In the late 1960s the linguist Michael Clyne interviewed bilingual speakers of German in the Adelaide Hills and in the Barossa Valley (areas settled by German immigrants in the mid-19th century). He noted that 73% of the interviewees pronounced the name of the state capital, Adelaide, in its German form like Adelheid.[6]

(See also German Placenames in Australia)
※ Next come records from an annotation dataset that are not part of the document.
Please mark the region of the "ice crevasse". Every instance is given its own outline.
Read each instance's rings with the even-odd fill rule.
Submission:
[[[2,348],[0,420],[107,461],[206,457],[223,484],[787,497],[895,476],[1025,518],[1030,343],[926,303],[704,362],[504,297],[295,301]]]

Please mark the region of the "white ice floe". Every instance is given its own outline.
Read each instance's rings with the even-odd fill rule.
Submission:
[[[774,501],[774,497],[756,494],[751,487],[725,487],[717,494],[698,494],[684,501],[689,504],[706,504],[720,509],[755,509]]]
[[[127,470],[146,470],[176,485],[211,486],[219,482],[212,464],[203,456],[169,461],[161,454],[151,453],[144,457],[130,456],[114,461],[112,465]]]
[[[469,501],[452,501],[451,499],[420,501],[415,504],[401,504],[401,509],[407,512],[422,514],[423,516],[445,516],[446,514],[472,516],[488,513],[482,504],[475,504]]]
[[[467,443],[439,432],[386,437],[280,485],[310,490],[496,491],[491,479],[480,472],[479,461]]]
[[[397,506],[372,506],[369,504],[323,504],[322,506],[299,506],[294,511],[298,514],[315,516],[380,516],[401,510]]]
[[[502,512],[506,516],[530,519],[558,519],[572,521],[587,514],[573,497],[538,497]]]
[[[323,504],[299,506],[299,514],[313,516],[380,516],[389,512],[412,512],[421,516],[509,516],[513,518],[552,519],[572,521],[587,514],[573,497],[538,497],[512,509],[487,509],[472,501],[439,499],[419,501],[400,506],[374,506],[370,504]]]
A famous name in literature

An abbreviated form of Queen Adelaide/Adelheid's German name became known in many parts of the world when one of the best-selling books ever written, the famous children's story Heidi by the Swiss author Johanna Spyri was published in 1880, 31 years after Queen Adelaide's death. The book's original German title was Heidis Lehr- und Wanderjahre, and it tells about the events in the life of a 5-year-old girl in her paternal grandfather's care in the Swiss Alps. Heidi's parents are no longer alive and her aunt Dete takes her away from her beloved Alps to Frankfurt in Germany to be a hired friend/companion to the wealthy invalid girl Klara Sesemann, who cannot walk. The strict housekeeper of the Frankfurt household, Fräulein Rottenmeier, initially can't believe it when Heidi tells her that her name is Heidi, but Aunt Dete steps in and explains that the name which Heidi formally received at baptism was Adelheid, the same name as her mother. (Dete says in the original German text: "Es ist Adelheid getauft worden, wie seine Mutter, meine Schwester selig"[7] [The child was christened Adelheid after her mother, my blessed sister.])

A train traveller

In the 1830s the railways were taking off in Britain and becoming more and more popular as a new means of transport. Queen Adelaide has an additional place in history - she was the first member of a royal family to travel by train, and the first royal train carriage in the world was built for her - the first carriage built for the exclusive use of a member of the British Royal Family was built in 1842 by the London and Birmingham Railway for Queen Adelaide. This carriage is now on display in the National Railway Museum in York, England.[8]

Photo: train carriage

Queen Adelaide's historic royal train carriage

Photo source: Alan Wilson, CC BY-SA 2.0, via Wikimedia Commons

♦ Notes:

1. Story of Adelaide, p.16

2. Story of Adelaide, p.18

3. Story of Adelaide, p.20

4. Story of Adelaide, p.22

5. Harmstorf, Ian. (1994). The German Experience in South Australia. In: Insights into South Australian History, vol. 2, South Australia’s German History and Heritage. Historical Society of South Australia Inc. p.36

6. Clyne, M.C. (1968). Decay, Preservation and Renewal: Notes on Some Southern Australian German Settlements. In: A.U.M.L.A. No. 29, May 1968. p.39

7. Spyri, Johanna. (2005). Heidis Lehr- und Wanderjahre. Urbana, Illinois: Project Gutenberg. Retrieved September 21, 2024, from <https://gutenberg.org/ebooks/7511>.

8. Faith, Nicholas. (2014). The World the Railways Made. London: Head of Zeus. (Paperback edition, 2019). p.21

♦ Reference:

Queen Adelaide Society (S.A.) (2004). The story of Adelaide. Adelaide: Queen Adelaide Society.